To explain this concept further, let’s examine following function:

@fastmath
void binarizationLockstep
(
    Slice!(Contiguous, [2], float*) input,
    float threshold,
    Slice!(Contiguous, [2], float*) output
)
in
{
    assert(output.shape == input.shape);
}
body
{
    import mir.ndslice.topology : flattened;
    import std.range : lockstep;
    foreach(i, ref o; lockstep(input.flattened, output.flattened))
    {
        o = (i > threshold) ? float(1) : float(0);
    }
}

So, this is a most basic binarization, based on given threshold. To zip those matrices using std.range.lockstep, we first had to flatten them with mir.ndslice.topology.flattened, to construct a vector, i.e. one-dimensional array, so it can be inserted into lockstep, as classic D range.

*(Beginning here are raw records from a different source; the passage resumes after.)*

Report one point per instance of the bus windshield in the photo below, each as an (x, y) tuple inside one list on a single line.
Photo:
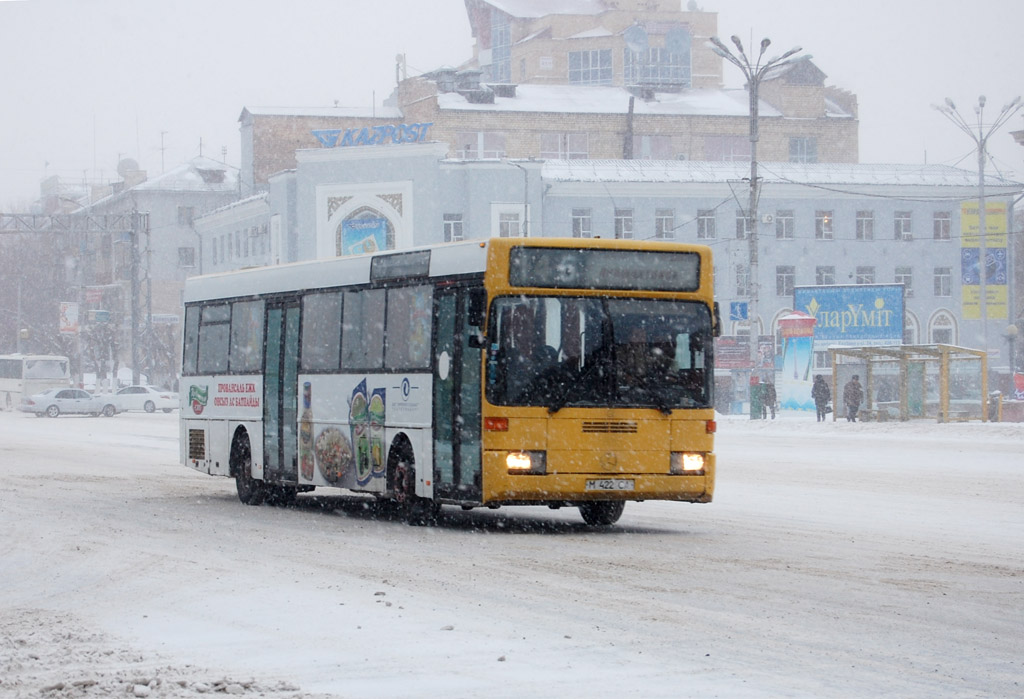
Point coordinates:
[(599, 352)]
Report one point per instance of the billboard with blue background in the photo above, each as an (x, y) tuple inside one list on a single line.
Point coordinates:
[(853, 315)]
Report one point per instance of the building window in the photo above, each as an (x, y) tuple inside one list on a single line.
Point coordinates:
[(803, 149), (473, 145), (706, 224), (864, 275), (624, 223), (564, 146), (582, 223), (943, 281), (508, 225), (785, 279), (785, 224), (654, 148), (904, 275), (658, 67), (942, 224), (823, 225), (943, 330), (742, 280), (865, 225), (901, 226), (501, 47), (742, 225), (728, 148), (590, 68), (665, 223), (453, 227), (186, 257)]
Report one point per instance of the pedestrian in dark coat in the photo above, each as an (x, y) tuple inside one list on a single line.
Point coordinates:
[(768, 400), (853, 394), (821, 394)]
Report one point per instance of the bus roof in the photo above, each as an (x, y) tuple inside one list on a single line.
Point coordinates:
[(450, 259)]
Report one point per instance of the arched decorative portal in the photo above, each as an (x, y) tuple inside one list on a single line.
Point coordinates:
[(911, 329), (360, 218), (942, 329), (365, 230)]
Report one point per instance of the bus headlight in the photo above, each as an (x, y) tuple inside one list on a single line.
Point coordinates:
[(688, 463), (523, 463)]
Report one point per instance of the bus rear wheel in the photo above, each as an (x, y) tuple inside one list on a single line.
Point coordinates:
[(416, 511), (601, 514), (251, 490)]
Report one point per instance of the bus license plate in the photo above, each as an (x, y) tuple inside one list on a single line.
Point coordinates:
[(609, 484)]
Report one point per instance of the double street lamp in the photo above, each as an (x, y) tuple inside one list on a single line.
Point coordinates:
[(979, 133), (754, 72)]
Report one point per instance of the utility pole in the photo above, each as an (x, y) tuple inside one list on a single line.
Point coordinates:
[(980, 138), (754, 72)]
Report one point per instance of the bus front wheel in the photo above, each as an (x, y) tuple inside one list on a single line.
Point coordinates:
[(251, 490), (601, 514)]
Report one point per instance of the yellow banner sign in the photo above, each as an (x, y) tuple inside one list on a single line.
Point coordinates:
[(995, 223)]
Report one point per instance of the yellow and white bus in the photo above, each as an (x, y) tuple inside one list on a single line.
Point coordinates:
[(27, 375), (504, 372)]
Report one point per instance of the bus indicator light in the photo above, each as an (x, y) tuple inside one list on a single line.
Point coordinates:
[(686, 463), (534, 463), (496, 424)]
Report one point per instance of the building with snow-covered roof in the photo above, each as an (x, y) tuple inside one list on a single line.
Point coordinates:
[(576, 79), (820, 224)]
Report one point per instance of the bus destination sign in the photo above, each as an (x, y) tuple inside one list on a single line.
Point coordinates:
[(606, 269)]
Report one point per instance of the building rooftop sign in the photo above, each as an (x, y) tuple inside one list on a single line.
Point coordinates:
[(373, 135)]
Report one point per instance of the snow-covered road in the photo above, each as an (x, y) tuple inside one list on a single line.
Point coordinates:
[(837, 560)]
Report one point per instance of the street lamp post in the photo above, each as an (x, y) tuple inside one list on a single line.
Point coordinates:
[(980, 138), (1011, 334), (754, 73)]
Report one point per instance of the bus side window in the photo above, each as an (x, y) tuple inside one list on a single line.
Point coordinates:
[(190, 352), (214, 332), (322, 332), (409, 320), (363, 330), (247, 337)]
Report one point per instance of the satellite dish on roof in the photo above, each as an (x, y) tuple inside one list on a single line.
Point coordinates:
[(636, 39), (127, 165), (678, 41)]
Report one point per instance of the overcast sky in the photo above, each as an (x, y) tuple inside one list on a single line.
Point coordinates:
[(88, 82)]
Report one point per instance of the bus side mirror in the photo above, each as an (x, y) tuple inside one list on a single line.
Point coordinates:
[(477, 312)]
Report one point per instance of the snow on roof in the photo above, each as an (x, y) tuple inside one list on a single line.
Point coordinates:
[(531, 9), (593, 33), (341, 112), (803, 173), (262, 195), (596, 99), (199, 174)]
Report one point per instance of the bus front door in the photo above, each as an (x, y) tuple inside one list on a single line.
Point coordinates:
[(457, 400), (281, 394)]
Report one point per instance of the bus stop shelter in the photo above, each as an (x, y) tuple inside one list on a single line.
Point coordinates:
[(906, 382)]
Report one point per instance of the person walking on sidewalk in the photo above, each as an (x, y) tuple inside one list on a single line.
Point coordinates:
[(853, 394)]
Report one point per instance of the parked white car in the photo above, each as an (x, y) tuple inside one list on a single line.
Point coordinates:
[(144, 398), (58, 401)]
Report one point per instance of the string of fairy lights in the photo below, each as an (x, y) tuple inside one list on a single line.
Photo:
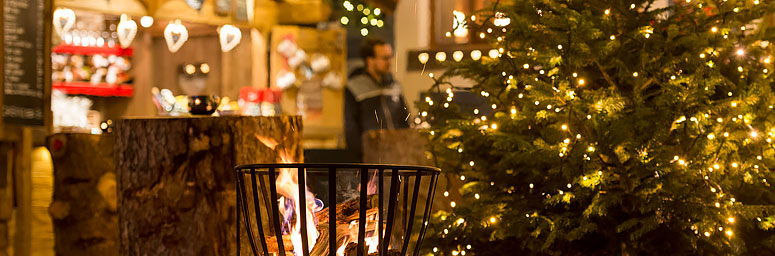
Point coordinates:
[(358, 14), (715, 126)]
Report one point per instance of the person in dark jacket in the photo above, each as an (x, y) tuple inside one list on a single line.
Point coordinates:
[(373, 100)]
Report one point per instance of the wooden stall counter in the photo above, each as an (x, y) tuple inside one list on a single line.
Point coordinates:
[(176, 193)]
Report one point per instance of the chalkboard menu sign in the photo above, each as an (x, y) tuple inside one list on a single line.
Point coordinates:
[(24, 58)]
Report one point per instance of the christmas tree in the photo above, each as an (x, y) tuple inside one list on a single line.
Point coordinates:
[(617, 128)]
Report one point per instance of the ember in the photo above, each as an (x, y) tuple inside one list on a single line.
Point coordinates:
[(341, 228)]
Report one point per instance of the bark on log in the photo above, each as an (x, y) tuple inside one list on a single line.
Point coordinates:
[(176, 185), (83, 208)]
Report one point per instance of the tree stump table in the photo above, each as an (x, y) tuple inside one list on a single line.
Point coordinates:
[(83, 209), (176, 185)]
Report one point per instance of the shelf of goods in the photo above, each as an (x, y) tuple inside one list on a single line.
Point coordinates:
[(99, 89), (92, 50), (87, 88)]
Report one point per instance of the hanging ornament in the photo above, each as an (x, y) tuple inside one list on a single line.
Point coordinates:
[(175, 34), (127, 29), (195, 4), (287, 48), (64, 19), (297, 59), (230, 36), (319, 63), (285, 79)]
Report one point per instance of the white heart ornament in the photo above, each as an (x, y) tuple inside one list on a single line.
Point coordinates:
[(230, 36), (319, 63), (175, 34), (127, 29), (64, 19), (287, 48)]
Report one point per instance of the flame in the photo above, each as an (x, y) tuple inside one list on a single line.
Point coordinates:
[(288, 189)]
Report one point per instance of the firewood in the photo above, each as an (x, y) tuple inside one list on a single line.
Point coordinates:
[(347, 209)]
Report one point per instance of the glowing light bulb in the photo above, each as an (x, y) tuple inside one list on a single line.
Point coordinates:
[(441, 56)]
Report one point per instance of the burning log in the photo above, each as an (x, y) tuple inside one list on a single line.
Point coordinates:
[(346, 213), (352, 250), (346, 210)]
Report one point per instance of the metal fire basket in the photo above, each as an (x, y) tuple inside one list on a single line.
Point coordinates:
[(391, 216)]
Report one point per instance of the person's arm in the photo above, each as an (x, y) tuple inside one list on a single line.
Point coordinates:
[(352, 125)]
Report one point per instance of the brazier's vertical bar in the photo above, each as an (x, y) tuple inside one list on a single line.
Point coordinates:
[(267, 202), (257, 206), (426, 216), (410, 218), (302, 211), (406, 199), (362, 211), (379, 206), (276, 212), (243, 195), (391, 209), (239, 205), (331, 211)]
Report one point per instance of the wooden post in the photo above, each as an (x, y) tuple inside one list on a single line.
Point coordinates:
[(84, 202), (23, 181), (176, 182)]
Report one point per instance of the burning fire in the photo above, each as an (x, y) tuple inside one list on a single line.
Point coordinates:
[(288, 188)]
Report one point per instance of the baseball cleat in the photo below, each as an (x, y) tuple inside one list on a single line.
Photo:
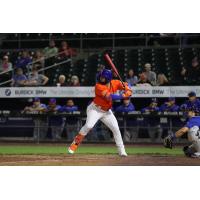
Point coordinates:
[(123, 154), (70, 151)]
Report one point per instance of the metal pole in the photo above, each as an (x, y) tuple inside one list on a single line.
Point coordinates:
[(146, 38), (81, 42), (19, 41), (113, 41)]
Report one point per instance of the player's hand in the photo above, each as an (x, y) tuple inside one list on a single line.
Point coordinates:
[(168, 141), (127, 94)]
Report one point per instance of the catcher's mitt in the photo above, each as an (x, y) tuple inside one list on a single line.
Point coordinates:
[(168, 142)]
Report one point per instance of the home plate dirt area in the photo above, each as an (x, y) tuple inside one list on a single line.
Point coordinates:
[(95, 160), (91, 155)]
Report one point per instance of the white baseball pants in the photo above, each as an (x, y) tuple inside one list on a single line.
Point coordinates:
[(94, 114)]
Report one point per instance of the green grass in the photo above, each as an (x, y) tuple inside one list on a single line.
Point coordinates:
[(58, 150)]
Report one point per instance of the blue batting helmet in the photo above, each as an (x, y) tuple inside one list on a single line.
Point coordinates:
[(192, 94), (107, 74)]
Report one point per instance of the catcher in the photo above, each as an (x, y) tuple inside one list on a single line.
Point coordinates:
[(193, 131)]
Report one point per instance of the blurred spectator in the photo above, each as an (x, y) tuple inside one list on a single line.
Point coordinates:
[(23, 60), (169, 106), (127, 106), (61, 81), (65, 51), (19, 79), (143, 81), (5, 65), (153, 107), (192, 102), (36, 79), (56, 122), (69, 107), (71, 121), (38, 59), (192, 74), (131, 78), (74, 81), (51, 50), (151, 76), (40, 128), (162, 80)]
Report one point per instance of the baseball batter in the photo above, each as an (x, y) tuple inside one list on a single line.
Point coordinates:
[(192, 128), (100, 109)]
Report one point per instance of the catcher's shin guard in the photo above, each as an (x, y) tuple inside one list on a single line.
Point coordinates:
[(77, 140)]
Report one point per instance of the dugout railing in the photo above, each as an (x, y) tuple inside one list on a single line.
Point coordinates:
[(136, 127)]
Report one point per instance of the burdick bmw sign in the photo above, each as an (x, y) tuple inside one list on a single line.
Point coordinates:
[(84, 92)]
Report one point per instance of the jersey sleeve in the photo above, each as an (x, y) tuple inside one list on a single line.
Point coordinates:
[(101, 91), (118, 84), (190, 123)]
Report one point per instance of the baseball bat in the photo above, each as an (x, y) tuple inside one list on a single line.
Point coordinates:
[(110, 62)]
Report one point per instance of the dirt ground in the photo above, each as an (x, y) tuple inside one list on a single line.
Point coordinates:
[(96, 160)]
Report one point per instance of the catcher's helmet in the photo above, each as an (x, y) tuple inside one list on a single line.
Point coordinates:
[(107, 74)]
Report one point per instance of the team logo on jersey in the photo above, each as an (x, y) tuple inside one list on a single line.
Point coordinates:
[(7, 92)]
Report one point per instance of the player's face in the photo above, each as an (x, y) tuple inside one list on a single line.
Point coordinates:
[(190, 114), (153, 104), (126, 102), (70, 103), (102, 80), (192, 98)]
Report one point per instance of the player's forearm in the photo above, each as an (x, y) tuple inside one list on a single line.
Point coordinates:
[(181, 132)]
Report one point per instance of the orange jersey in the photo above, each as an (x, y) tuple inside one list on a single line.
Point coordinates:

Let’s replace std.range.lockstep with mir.ndslice.topology.zip, and see how that affects the implementation:

@fastmath @nogc nothrow @safe
void binarizationZip
(
    Slice!(Contiguous, [2], float*) input,
    float threshold,
    Slice!(Contiguous, [2], float*) output
)
{
    import mir.ndslice.algorithm : each;
    import mir.ndslice.topology : zip;

    zip(input, output).each!( (z) {
        z.b = z.a > threshold ? 1.0f : 0.0f;
    });
}

This one looks pretty much the same as previous one, with slight difference of utilizing mir.ndslice.toplogy.zip instead of std.range.lockstep. Also, now there’s no need to flatten slices, since mir.ndslice.algorithm.each works on multidimensional data. But if you take one more look at the signature of these two functions you’ll notice a difference in annotated attibutes:

@fastmath
void binarizationLockstep(...);

@fastmath @nogc nothrow @safe
void binarizationZip(...);

std.range.lockstep is not nothrow, not @nogc, and not @safe, but mir.ndslice.topology.zip is!

Now, let’s compare the impact of these changes on performance by running the benchmark program. The results are as follows:

Running ./binarization
                  lockstep = 169 ms, 871 μs, and 4 hnsecs
                       zip = 39 ms, 105 μs, and 9 hnsecs

So, mir.ndslice.topology.zip gives us about 4.5x speedup. Also it is important to note this gives us interface compatible with ndslice iteration algorithms, and also gives us freedom to write nothrow @nogc @safe code!

Conclusion

In these two examples we’ve achieved some nice performance improvements with very little effort by using mir-algorithm suite. We have also seen the improvement could be even better if mir-algorithm solutions are applied to more complex code you might encounter in numerical library such as DCV. We would argue that every newcomer to D, having an interest in numerical computing, should take a close look at ndslice and its submodules. And, we hope this post will inspire people to give it a spin, so we would have some more projects built on top of it, growing our young scientific ecosystem in D!

Acknowledgements

Thanks to Ilya Yaroshenko, Sebastian Wilzbach, Andrei Alexandrescu and Johan Engelen for helping out with truly informative reviews!

[1] Mir works with LDC compilers of version 1.1.0 beta 5 and later.